I loved the first game, and initially loved the second one too. But focus gradually swung from gameplay to the Gemshop, and they eventually drove me away.
They also diverged pretty heavily from the original game's level playing field, introducing a gear treadmill that required insane amounts of time investment, repeatedly playing the same content hundreds, if not thousands of times.
The one good thing is, it pretty much cured me of any desire to play an MMO ever again. Today, about as close as I get is Elite Dangerous, but that can't really be called an MMO.
Such a shame, as the high concept that MMOs sprang from has so much potential.
Chimpy Chompy on 16/11/2015 at 14:26
However WoW may have gone wrong, I don't think improving character graphics is one of the problems. It was about time my Troll stopped looking like something out of 2005.
TannisRoot on 16/11/2015 at 15:21
Tragedy? World of Warcraft. It's runaway success singlehandedly killed a genre and killed Blizzard North.
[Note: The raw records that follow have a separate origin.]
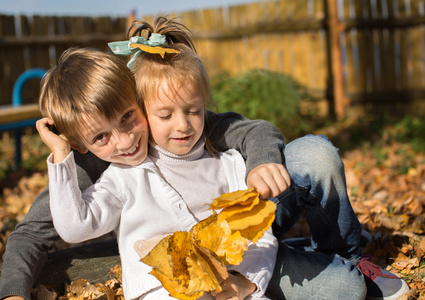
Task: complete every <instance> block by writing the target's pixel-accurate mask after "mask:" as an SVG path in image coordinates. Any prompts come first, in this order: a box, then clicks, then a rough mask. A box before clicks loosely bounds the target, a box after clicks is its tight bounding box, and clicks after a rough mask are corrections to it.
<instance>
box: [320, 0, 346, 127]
mask: <svg viewBox="0 0 425 300" xmlns="http://www.w3.org/2000/svg"><path fill="white" fill-rule="evenodd" d="M337 6H338V4H337V0H326V6H325V7H326V19H327V25H328V34H329V37H328V43H329V45H328V47H329V50H330V57H329V60H330V70H329V71H330V78H331V80H330V83H331V85H332V90H333V100H334V112H335V115H336V117H337V119H339V120H340V119H343V118H344V117H345V116H346V105H347V104H348V100H347V99H346V98H345V95H344V81H343V77H342V59H341V47H340V43H339V34H340V32H341V30H342V25H341V23H340V22H339V20H338V7H337Z"/></svg>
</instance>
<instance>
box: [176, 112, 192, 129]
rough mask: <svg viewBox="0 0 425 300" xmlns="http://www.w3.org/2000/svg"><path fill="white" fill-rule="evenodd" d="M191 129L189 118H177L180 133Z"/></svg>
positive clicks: (182, 114)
MMOs went from fully realized worlds to Facebook games. It stifled innovation and resulted in an army of clones. In an effort to maximize subscribers, everything was distilled to appeal to the lowest common denominator, which also kills any sense of a community.
Furthermore, that introduction of real name user IDs tied to an account? Resulted in a database for employers to screen potential new hires. Thus it may actually have caused real world damage to families.
icemann on 16/11/2015 at 17:01
I played WoW from the original beta up to the start of Cataclysm. For me Cata killed it. I absolutely loved Wrath over all the other expansions. Yes it made casual play more do-able which the more hardcore players hated. But for me, I played casual even in vanila WoW and ran a guild that emphasized on that style of play (Called "Beers'n'Bourbons"), which we used to get laughed and ridiculed for. But that was the game for me. Loved it. That said, the guild probably kept me "in" to the game.
But then Cata came out and it was just crap. Wrath had fucking (
https://www.youtube.com/watch?v=mT8maUTzE48) Ozzie Osburn taking on the the prince of darkness. Cata was bugged to hell, and just really boring.
Wrath also finished off the Arthus story arc that had been present ever since Warcraft 3.
So yeah I quit after that, and didn't come back until Warlords of Draenor. The thing with WoD was that it was awesome at the start. Like really good. Brought in some of the RTS stuff from Warcraft with the garrison, going out into the world to harvest lumber etc. All great.
But then development just stopped. And the focus was 100% on raiding instances for a LONG time. That was never what I played WoW for. So yeah, eventually I got bored to hell again then quit for good. I'm done with that game now. Soooooooooooo many great games on PC to play nowadays (MGS 5 alone has been keeping me busy to the max as it is for like a month or so now).
Story wise WoD makes NO SENSE AT ALL. Somehow via time travel the orcs never joined the burning legion, which is fine. BUT THEY NEVER EXPLAIN IT. Never. Or never did in the time I was doing all of the damn raid instances. I kept waiting for the cinematic or quest explaining it all, but nope never was. Grrr. They just do a Red Alert and change everything time events wise.
Was great while it lasted in the Wrath days. Still miss those times. Having 200+ members in the guild I ran helped as well :).
zajazd on 16/11/2015 at 20:23
Quote Posted by Nedan
I prefer to finish the games that I start because the story interests me most of the time. I happen to love story driven games a hell of a lot. And while I'm playing them... I'd also prefer the developers of these games to not metaphorically give me the middle finger at the end of my play-through
pretty please with sugar on top. The end to Half-Life 1 was just outright lazy & showed extreme incompetence on the developers part.
Correct me if I'm wrong but the story of Half-Life is: get out and away of Black Mesa. Even Unreal has more narrative (text messages) than HL.